All microbial samples collected during this cruise will be analyzed using a suite of molecular, microscopic and enrichment-based techniques to examine the adaptation of microbes to their geologic and chemical habitat at the MCR. (image courtesy of Dr. Julie Huber)
...bacteria, archaea, and fungi plus protists account for greater than 90% of oceanic biomass...
Low temperaure hydrothermal vent fluids below 120°C can be used as a winto into the microbial communities and biogeochemical processes occurring beneath the seafloor. (image credit: WHOI ROV Jason/Chris German)
Vent fluids as a window into subseafloor biosphere
The world’s oceans are teeming with microscopic life forms. Communities of bacteria, archaea, and fungi plus protists account for greater than 90 percent of oceanic biomass and 98 percent of primary production. Although they are largely invisible to the naked eye, microorganisms are pervasive in all marine environments where they have had a profound impact on earth’s habitability and biodiversity. Yet their diversity and distribution remain under-sampled and uncharted, including at deep-sea hydrothermal vents.
The base of the food chain
Since the discovery of hydrothermal vents in the late 1970s, it has been shown that microbes are ubiquitous in and around hot and warm sea-floor vents driven by volcanic heat. Microbes have the ability to capture energy from a huge range of chemical processes, and many of the microbes at deep-sea hydrothermal vents do not need sunlight or oxygen to survive. Some live off of sulfur, hydrogen, or iron, while others produce methane. Many of these organisms fix their own carbon from the carbon dioxide being emitted in vent fluids, and they in turn serve as a carbon source for the larger creatures often seen at deep-sea vents, like tube worms or mussels. These microbes are considered the primary producers at vents, providing energy for all other life forms found there. This is a fundamentally different ecosystem than the photosynthetic light-driven ecosystem that most of us are familiar with at the surface of the ocean or in our backyard gardens.
Some like it hot
Other microbial members of the hydrothermal vent community are heat-loving, or thermophilic, meaning they grow at very high temperatures, from a “mild” 40 °C (104 °F) all the way up to 121 °C (250 °F)! My research focuses on these high temperature organisms and how they interact with the complex and dynamic geochemical vent environment. We are especially interested in the subseafloor microbial community. The circulation of hydrothermal fluids and seawater occurs within the upper 500 m of porous oceanic crust and provides a rich environment for microbial growth beneath the seafloor. To access this “invisible” environment, we collect hydrothermal vent fluids as a window into the subseafloor habitat. The MCR offers a unique opportunity to study the microbial populations at a very different kind of submarine volcanic system compared to more “traditional” mid-ocean ridge or hot spot systems, including those at great depth (Piccard) and those in ultramafic hosted conditions (Von Damm). Based on our previous work here, we have designed new a number of experiments to probe further into the generation and consumption of methane by microbes and the influence of temperature and hydrogen on these important metabolic processes. In addition, because many vent organisms are difficult or nearly impossible to culture, we will also continue our molecular-biology DNA and RNA-based approaches begun in 2011 to study the subseafloor microbial community. This includes direct approaches for determining the microbial diversity of the population, as well as more advanced genomic approaches that allow one to determine the genetic and functional composition of the microbial community, as well as individual organisms. We are also excited to continue our time series at these two sites, as well as extend our studies to new hydrothermal systems along the MCR that we hope will be found on Leg 1 before we join the trip!
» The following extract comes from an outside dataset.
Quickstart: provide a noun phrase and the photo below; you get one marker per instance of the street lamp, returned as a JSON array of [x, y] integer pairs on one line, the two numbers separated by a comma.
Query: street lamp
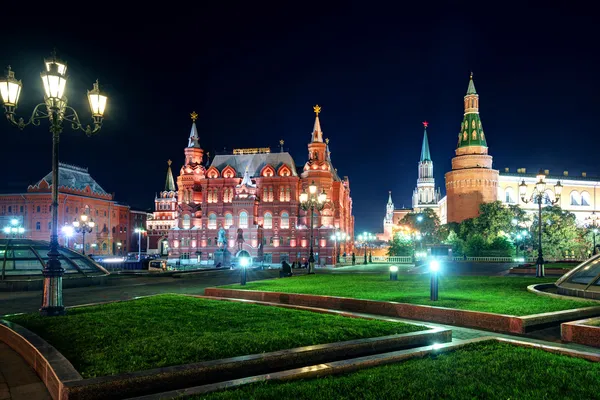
[[139, 231], [538, 196], [434, 268], [84, 225], [55, 109], [593, 219], [309, 202]]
From the beginning to space?
Finally, our interest in hydrothermal vent microbial communities spans much further than the bottom of the ocean. It has been hypothesized that life may have originated and evolved near deep-sea hydrothermal systems, and that organisms currently living in these likely analogues of early habitats may still harbor characteristics of early life. Microbes unique to this environment could provide insight into metabolic processes, strategies for growth, and survival of life forms in the subsurface of solar bodies with a water history. For example, Jupiter’s satellite Europa may harbor a liquid ocean with life-supporting hydrothermal systems beneath its icy shell. And the recent detection of methane in the Mars atmosphere has brought considerable attention to methane generation, both abiotic and biotic, and in general, determining if Mars can feasibly support microbial metabolisms that use or generate methane. With a sample size of only one, the search for life beyond Earth must begin with life as we know it on Earth, and deep-sea hydrothermal vents are a great place to begin our search for unusual life that pushes the limits of life as we know it.